Он откровенно поделился со мной.
— Не знаю, Крайзе, что с тобой делать? Медицина тебя списала, поэтому в исправительные части тебе путь заказан. В 999–й батальон, где ты мог бы потрудиться на строительстве укреплений, тоже. Какая от инвалида польза! К тому же к политике ты отношения не имеешь, не так ли?
— Так точно, господин следователь!
— Однако и оправдать тебя у меня тоже оснований нет. Нет убедительных доказательств, что ты достойно вел себя у партизан.
— А показания господина майора? – осторожно напомнил я.

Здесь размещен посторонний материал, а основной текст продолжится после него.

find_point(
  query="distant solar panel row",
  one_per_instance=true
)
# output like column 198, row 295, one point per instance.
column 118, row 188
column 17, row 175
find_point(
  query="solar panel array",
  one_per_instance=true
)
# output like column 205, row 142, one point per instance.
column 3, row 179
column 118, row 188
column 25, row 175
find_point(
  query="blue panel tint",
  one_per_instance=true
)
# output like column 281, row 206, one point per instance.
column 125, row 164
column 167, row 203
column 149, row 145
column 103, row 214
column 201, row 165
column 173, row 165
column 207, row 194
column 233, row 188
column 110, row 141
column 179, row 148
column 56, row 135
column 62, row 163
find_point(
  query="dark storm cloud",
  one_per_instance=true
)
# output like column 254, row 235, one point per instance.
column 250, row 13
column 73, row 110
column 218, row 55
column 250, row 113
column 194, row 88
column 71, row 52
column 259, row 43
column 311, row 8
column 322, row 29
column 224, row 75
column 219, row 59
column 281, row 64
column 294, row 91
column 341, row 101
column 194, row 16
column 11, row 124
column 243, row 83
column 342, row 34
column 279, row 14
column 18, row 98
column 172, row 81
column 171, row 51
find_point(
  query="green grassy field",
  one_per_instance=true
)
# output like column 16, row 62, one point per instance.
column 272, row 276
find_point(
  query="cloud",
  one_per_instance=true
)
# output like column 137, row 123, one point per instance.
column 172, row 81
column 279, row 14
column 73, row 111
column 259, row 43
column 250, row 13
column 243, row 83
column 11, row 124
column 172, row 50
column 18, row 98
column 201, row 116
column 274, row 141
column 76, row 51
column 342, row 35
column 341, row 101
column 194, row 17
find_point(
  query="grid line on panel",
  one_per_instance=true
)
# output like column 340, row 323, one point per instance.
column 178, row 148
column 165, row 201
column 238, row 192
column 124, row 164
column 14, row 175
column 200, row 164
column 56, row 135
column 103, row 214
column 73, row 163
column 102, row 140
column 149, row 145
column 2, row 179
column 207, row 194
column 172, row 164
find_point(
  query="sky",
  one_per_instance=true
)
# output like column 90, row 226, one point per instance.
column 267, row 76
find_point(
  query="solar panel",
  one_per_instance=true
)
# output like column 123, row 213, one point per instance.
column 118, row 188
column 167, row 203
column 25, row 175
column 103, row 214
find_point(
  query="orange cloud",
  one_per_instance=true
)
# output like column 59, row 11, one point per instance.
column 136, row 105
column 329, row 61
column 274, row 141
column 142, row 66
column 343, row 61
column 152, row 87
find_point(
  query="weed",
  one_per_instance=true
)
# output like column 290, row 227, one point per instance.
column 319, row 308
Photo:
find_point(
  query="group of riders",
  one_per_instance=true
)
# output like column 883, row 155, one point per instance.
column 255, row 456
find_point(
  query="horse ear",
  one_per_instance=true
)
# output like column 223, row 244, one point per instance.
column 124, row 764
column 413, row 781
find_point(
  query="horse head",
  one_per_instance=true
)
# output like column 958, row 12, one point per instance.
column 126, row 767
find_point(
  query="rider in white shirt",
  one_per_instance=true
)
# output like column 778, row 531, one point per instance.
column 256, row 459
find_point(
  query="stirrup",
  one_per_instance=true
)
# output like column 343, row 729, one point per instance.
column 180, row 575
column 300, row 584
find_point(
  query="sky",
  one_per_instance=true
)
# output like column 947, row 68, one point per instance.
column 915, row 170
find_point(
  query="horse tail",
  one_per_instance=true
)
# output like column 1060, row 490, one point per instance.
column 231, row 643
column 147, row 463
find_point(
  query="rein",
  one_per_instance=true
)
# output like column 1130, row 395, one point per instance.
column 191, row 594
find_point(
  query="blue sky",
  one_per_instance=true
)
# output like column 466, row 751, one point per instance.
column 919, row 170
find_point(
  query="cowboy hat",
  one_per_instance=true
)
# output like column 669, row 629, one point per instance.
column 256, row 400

— Они относятся к последним дням твоего пребывания у красных. Неизвестно, чем ты занимался до этого и как вообще попал к лесным бандитам, так что до нашей окончательной победы тебе придется посидеть в штрафлаге. Верь, победа не за горами. Мы размозжим голову этим буржуазным плутократам и озверевшим от запаха крови большевикам.
Я вскочил.
— Так точно, господин оберштурмфюрер! – и вскинул искалеченную руку. – Хайль Гитлер!
* * *
Знаешь, что спасло меня от лагеря?
Мы с Питером как по команде одновременно отрицательно покачали головами.
— Обыкновенное чудо, – ответил старикан. – Шнапс в бутылке остался?
— Есть немного. Не хватит, откроем еще одну, – ответил я.
— Нет, этого достаточно. Никакого количества шнапса не хватит, чтобы вернуть Таню. Благодаря ей я не только остался жив, но и вышел на свободу. Правда, с волчьим билетом, без права менять место жительства.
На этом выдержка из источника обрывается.